Sacudido pela pandemia da Covid-19, o tema hospitais no Rio de Janeiro voltou a pauta. As evidências da falta de recursos para cuidar de pacientes graves sinalizaram na direção de recuperar a capacidade instalada e devolver a cidade durante a tragédia sanitária o que tinha potencial de reativação rápida. Infelizmente, os hospitais de campanha, a “solução” adotada pelo município e estado do Rio de Janeiro, logo mostraram que vieram para turbinar os fluxos de recursos públicos para finalidades ilícitas. Mais uma oportunidade perdida. Nas eleições de 2022, com a memória recente do sufoco de um sistema de saúde despreparado, as plataformas eleitorais para presidência, governos estaduais, deputados e senadores incluíram proposições para “ampliar/fortalecer” o SUS.

Promessas de campanha, como se sabe, são cortadas e adaptadas ao sabor de coalizões que incorporam os interesses de grupos de pressão. Todavia, desastrosas gestões que culminaram com sucessivos secretários de saúde presos e julgados por desvios de fundos públicos, ao que tudo indica, foram demasiadamente tóxicas. Depois das catástrofes, a atmosfera no setor é respirável e existem canais de diálogos a serem explorados e ampliados. O Ministério da Saúde, a Secretaria Estadual e a Municipal têm desempenhado adequadamente suas atribuições. Ou seja, o necessário está sendo executado, porém não é o suficiente. Duas centrais de regulação, unidades de saúde inauguradas celeremente em ano eleitoral, com obras lentas, contratação de pessoal sem critérios públicos de seleção e o modus operandi por contratos aditivos são desafios incontornáveis.

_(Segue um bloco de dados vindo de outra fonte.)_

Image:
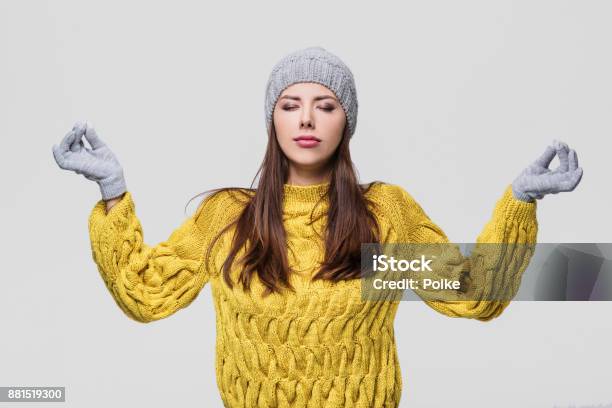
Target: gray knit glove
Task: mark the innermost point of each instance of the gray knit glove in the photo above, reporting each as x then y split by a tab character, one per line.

O Rio precisa um plano de saúde com objetivos e metas de curto, médio e longo prazo, que confira legitimidade e estabilidade e efetiva natureza cooperativa de cada ente federado. Hospitais da cidade estão avariados, mas o contingente de gente que pensa e sabe fazer gestão da saúde ficou intacto e se renovou. Saúde e democracia significam compreender as necessidades de usuários do SUS e o trabalho cotidiano de milhares de profissionais como um vetor de justiça social e cidadania. O rico legado de alternativas ousadas e duradouras para a saúde é nosso, pertence aos que querem somar esforços para assegurar direitos sociais progressivo e continuamente.

A eleição de 2024 será uma batalha que apontará as condições democráticas para avançarmos ou retrocedermos na luta pelo SUS. De qual lado você estará na trincheira?